Another study proved the efficacy of HDM immunotherapy over a 15-year period in a group of 31 patients (with perennial BA, >+2 SPT and for Df extract) from the Bombay (presently Mumbai) region of India. A patient group was administered immunotherapy for continuous 5 years and then followed-up for a further 10 years. Significant improvement was noted when the global symptom scores and FEV1 values were compared with another group of 38 patients that refused immunotherapy. This improvement was sustained for at least 10 years after termination of immunotherapy (Shaikh 2005).

Possible perspectives of therapy

Recent advances in the field of molecular allergology have contributed tremendous advancement in the field of allergen biology. Considering the steady inclination in the rate of asthma and other allergic diseases, India should now focus on designing tools and strategies for the improvement of the evaluation and management of allergy. For example, Bt sensitization rate in Mumbai city was found to be 15% when measured with the use of Blo t 5 (Lim et al. 2002).

Recent progress regarding allergy treatment strongly suggests the practice of personalised immunotherapies where ‘precision medicine’ will be used according to the disease phenotype of the individual patient (Passalacqua and Canonica 2016; Ferrando et al. 2017). Thus, personalized therapy is a novel approach that launches a customized model for individual patient. The evolution of therapy from the previously used ‘mass targeted treatment’ to the ‘personalised therapy’ in the future is represented through Fig. 3.

Fig. 3
figure 3

Evolution of therapy: past and expected future (Adopted from Ferrando et al. (2017), with minor modifications)

Conclusions

The causative agents of allergy in tropical countries like India significantly differ from the complex etiology noticed in temperate countries. Although the prevalence of allergic airway diseases is substantially higher, their mono-specific cause also offers a unique opportunity to study, treat, and manage the allergic phenotypes by specifically targeting HDM allergens (Andiappan et al. 2014).
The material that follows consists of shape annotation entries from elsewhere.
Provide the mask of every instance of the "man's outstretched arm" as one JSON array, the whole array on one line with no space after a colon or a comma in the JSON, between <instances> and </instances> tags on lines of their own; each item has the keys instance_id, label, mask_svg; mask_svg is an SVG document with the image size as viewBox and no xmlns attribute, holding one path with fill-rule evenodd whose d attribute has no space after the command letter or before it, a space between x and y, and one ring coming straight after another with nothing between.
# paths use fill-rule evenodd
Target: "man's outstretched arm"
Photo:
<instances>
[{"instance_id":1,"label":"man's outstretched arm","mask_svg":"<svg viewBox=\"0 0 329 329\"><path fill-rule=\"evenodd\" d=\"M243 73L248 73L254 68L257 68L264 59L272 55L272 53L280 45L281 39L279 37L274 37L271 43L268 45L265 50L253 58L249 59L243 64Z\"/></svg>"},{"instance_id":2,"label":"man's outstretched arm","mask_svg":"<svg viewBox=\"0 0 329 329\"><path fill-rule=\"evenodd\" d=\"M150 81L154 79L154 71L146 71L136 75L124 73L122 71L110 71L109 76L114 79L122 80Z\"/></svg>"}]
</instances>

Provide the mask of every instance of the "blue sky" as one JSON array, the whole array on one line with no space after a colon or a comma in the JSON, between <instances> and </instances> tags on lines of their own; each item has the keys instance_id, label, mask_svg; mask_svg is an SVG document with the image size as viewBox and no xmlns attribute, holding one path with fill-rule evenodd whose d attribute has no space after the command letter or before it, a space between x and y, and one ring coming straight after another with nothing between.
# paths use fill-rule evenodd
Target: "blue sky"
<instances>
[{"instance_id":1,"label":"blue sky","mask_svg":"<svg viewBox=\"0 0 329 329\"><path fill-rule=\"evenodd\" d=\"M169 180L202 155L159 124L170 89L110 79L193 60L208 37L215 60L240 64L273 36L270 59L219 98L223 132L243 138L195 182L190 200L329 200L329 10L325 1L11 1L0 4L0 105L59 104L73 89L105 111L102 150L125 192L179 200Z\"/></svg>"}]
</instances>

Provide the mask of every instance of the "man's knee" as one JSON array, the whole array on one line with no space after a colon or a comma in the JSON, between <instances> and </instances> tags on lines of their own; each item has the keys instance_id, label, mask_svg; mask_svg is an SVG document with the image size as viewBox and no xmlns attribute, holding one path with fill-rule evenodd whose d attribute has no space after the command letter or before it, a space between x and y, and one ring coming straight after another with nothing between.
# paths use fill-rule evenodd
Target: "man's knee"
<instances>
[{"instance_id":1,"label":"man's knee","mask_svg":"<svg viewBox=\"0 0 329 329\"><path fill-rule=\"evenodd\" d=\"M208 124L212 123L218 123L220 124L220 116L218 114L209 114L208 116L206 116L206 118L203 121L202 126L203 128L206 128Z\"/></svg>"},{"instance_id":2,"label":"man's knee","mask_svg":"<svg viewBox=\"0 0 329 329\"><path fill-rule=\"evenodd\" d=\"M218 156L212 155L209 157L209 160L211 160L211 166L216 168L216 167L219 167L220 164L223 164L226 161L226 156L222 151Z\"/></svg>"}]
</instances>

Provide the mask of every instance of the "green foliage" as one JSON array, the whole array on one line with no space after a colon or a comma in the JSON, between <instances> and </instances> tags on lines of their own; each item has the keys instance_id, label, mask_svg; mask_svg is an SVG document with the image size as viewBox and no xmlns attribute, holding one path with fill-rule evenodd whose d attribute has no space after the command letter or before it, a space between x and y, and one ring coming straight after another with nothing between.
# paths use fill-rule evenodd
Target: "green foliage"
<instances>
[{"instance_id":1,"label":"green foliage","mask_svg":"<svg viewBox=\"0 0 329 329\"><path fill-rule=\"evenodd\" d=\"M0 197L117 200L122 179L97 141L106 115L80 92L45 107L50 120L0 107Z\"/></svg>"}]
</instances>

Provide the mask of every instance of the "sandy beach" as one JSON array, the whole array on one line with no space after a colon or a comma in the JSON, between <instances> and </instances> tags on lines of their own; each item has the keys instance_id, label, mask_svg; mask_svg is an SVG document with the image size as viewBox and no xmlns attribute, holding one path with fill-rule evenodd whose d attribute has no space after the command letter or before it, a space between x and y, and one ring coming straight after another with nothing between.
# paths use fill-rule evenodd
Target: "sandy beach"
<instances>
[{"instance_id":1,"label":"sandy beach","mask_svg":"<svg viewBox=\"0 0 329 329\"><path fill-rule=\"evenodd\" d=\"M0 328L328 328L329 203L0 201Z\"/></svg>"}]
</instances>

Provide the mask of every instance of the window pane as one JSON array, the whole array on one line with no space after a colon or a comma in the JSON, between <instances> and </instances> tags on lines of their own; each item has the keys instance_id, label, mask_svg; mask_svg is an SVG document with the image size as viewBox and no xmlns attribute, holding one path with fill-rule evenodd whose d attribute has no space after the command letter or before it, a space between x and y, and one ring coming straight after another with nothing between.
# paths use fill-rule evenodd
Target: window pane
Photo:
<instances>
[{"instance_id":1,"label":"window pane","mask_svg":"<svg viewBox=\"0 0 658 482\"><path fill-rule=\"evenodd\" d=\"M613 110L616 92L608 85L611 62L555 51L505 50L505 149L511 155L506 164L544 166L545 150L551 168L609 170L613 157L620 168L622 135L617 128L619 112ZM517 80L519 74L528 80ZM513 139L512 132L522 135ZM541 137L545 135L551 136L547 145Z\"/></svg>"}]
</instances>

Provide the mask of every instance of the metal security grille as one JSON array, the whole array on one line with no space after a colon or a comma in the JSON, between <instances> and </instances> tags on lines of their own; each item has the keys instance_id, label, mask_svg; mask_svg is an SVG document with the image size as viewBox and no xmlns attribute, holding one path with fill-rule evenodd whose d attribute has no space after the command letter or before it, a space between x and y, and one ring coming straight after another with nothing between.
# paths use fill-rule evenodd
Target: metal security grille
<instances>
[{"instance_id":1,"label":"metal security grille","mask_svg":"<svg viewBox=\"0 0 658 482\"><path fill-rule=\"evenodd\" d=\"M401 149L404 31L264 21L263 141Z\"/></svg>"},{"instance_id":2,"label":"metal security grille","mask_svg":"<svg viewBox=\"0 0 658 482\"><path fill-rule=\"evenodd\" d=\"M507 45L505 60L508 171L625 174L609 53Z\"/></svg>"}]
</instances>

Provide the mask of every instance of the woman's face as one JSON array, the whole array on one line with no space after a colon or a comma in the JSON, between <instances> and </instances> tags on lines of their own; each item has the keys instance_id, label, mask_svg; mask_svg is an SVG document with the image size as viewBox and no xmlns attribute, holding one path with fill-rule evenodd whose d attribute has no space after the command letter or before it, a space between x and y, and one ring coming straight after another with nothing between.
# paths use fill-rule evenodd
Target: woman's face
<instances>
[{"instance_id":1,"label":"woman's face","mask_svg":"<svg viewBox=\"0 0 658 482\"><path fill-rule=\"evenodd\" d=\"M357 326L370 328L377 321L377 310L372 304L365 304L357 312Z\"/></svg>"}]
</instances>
In India, HDM play a major role in the pathogenesis of allergic rhinitis and asthma. With its stable year-round tropical climate, India typically does not experience wide fluctuations in environmental or indoor allergens, so that dust mites and thus allergic disease phenotypes tend to be perennial rather than seasonal. The prevention of HDM needs to be done in order to lessen the socioeconomic and healthcare burden of allergic diseases. Immunotherapy is the only option to combat HDM allergic consequences. Accurate characterization of novel allergens is an important aspect regarding this. It refers to a multistep discovery approach consisting of identification, purification, and molecular characterization of individual allergen molecules from a particular source. As compared to the tremendous development in the field of molecular allergology worldwide, there have been only a few reports on the molecular characterization of allergens prevalent on the Indian subcontinent (Bhattacharya et al. 2018). Dp and Df being the major culprits for HDM sensitization worldwide have been extensively studied at the molecular level for the identification of allergens (Radauer et al. 2014). Numerous HDM allergens are reported from various parts of the world. However, there has not been any report on the molecular and structural nature of dust mite allergens from India. As a consequence, allergologists in India are still relying upon the less characterized and less standardized allergen extracts. Molecular studies with reference to the cross-reactivity of HDM allergens are to be performed in India for the proper diagnosis and treatment of allergies toward HDM.